DEVICE=”cuda”になっていればGPUが使えています。
仮に使えてなくてもコードは動きますが、計算が重すぎて終わらないかもしれません。

以下のコードで学習を実行します。

DEVICE = "cuda" if torch.cuda.is_available() else "cpu"
print(DEVICE)

import matplotlib.pyplot as plt
from tqdm import tqdm

# モデル呼び出し
model = CustomModel().to(DEVICE)

# 最適化手法
optimizer = torch.optim.Adam(model.parameters(), lr = 2e-6)

# 損失関数
criterion = nn.CrossEntropyLoss()

# 学習ログを保存する変数
history = {"train": [], "test": []}

# epochの数だけ学習を繰り返す
for epoch in range(5):

    # 学習
    model.train()
    train_loss = 0
    for batch in tqdm(train_dl):
        optimizer.zero_grad()
        input_ids = batch["input_ids"].to(DEVICE)
        attention_mask = batch["attention_mask"].to(DEVICE)
        label = batch["label"].to(DEVICE)
        logits = model(input_ids, attention_mask)
        loss = criterion(logits, label) # 誤差計算
        loss.backward()                 # 誤差伝播
        optimizer.step()                # パラメータ更新
        train_loss += loss.item()
    train_loss /= len(train_dl)

    # 検証
    model.eval()
    test_loss = 0
    with torch.no_grad(): # パラメータ更新をしない
        for batch in tqdm(test_dl):
            input_ids = batch["input_ids"].to(DEVICE)
            attention_mask = batch["attention_mask"].to(DEVICE)
            label = batch["label"].to(DEVICE)
            logits = model(input_ids, attention_mask)
            loss = criterion(logits, label)
            test_loss += loss.item()
    test_loss /= len(test_dl)

    # ログ保存
    history["train"].append(train_loss)
    history["test"].append(test_loss)

    print("TrainLoss:", train_loss)
    print("TestLoss:", test_loss)

plt.plot(history["train"], label = "train")
plt.plot(history["test"], label = "test")
plt.legend()
plt.show()

ちょっとずつlossが下がっていれば成功です。
学習率（lr）をかなり小さめの2e-6にしています。

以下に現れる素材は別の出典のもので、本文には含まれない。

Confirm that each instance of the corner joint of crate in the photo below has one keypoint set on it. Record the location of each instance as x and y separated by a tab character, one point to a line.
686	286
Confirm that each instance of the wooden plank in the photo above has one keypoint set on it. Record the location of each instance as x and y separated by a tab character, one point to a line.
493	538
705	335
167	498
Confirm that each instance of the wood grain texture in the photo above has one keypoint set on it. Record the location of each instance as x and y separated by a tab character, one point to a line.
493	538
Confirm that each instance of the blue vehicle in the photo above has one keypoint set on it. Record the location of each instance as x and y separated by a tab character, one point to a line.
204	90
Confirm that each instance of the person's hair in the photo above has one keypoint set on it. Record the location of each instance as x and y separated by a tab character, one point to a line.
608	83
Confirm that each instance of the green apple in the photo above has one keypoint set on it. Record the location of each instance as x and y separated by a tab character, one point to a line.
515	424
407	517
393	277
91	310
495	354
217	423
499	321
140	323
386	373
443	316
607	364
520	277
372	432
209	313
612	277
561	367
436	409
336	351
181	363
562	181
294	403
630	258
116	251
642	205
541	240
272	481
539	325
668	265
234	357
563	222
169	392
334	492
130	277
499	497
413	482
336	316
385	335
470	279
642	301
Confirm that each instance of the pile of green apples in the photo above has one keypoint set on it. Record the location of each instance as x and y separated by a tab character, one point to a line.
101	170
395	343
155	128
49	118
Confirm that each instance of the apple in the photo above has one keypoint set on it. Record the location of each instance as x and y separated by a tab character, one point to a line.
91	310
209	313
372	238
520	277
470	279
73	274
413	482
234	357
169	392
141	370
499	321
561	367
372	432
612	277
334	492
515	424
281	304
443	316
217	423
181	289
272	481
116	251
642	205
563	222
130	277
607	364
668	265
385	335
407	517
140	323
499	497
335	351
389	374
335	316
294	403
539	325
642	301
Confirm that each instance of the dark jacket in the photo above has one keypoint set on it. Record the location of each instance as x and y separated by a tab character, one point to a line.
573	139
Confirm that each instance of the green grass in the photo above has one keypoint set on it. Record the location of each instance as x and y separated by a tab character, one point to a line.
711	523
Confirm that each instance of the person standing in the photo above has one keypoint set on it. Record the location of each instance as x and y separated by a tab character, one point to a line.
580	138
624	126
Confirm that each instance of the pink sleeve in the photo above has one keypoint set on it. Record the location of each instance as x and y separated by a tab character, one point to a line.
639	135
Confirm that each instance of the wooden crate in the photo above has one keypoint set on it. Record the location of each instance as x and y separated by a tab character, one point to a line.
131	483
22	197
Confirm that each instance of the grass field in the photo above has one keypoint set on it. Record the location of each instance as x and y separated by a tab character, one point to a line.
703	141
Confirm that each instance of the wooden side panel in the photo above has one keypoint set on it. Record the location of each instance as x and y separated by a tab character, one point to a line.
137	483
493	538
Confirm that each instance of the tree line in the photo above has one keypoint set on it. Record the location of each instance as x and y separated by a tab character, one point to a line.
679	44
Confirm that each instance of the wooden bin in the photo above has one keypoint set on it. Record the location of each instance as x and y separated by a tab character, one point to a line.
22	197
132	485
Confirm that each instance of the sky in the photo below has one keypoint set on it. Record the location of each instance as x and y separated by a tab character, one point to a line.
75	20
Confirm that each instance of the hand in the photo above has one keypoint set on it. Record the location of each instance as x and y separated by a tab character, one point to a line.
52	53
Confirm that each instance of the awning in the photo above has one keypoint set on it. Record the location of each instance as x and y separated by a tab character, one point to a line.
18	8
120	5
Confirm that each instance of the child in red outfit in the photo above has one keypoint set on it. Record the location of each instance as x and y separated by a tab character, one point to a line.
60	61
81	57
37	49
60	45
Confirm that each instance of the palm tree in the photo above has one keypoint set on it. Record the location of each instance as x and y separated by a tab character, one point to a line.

大きいとうまく学習してくれません。

予測

preds = []
model.eval()
with torch.no_grad():
    for batch in tqdm(test_dl):
        input_ids = batch["input_ids"].to(DEVICE)
        attention_mask = batch["attention_mask"].to(DEVICE)
        logits = model(input_ids, attention_mask)
        preds.append(nn.Softmax(dim = 1)(logits).cpu().numpy())
preds = np.concatenate(preds, axis = 0)

予測は検証時と同じことをして、モデルの出力を取り出しておけばOKです。
Softmaxを列方向にかけて、各ラベルに該当する確率にしましょう。

print(preds[0])
print(test["target"].values[0])

# ========== output ==========
# [1.14693976e-04 3.06718430e-04 1.77172536e-04 5.27597358e-03
#  1.53868657e-03 5.80334636e-05 3.96165112e-03 9.84234631e-01
#  1.41639716e-03 6.91743699e-05 7.64065262e-05 4.37081435e-05
#  1.64264045e-03 2.19690846e-04 9.28332156e-05 9.14977572e-05
#  1.26073413e-04 9.59314420e-05 3.28952592e-04 1.29076332e-04]
# 7

このように20ラベルそれぞれの確立になっています。
よく見たら８番目（0, 1, 2, …と数える）の確率が0.98で高いですね。

pred_labels = preds.argmax(axis = 1)

print(pred_labels[:5])
print(test["target"].values[:5])

# ========== output ==========
# [ 7  5  0 17 19]
# [ 7  5  0 17 19]

argmaxを列方向に適用し、最も確立の大きい列番号を予測ラベルとしました。
あっていそうですね。
正解率を計算してみましょう。

from sklearn.metrics import accuracy_score

print(accuracy_score(test["target"].values, pred_labels))

# ========== output ==========
# 0.8462559745087627

84.6%ですね。ちなみにLightGBMで作ったモデルの精度は高くて66%でした。
BERTのほうが精度が高いモデルを作りやすいですが、計算が重いことが難点ですね。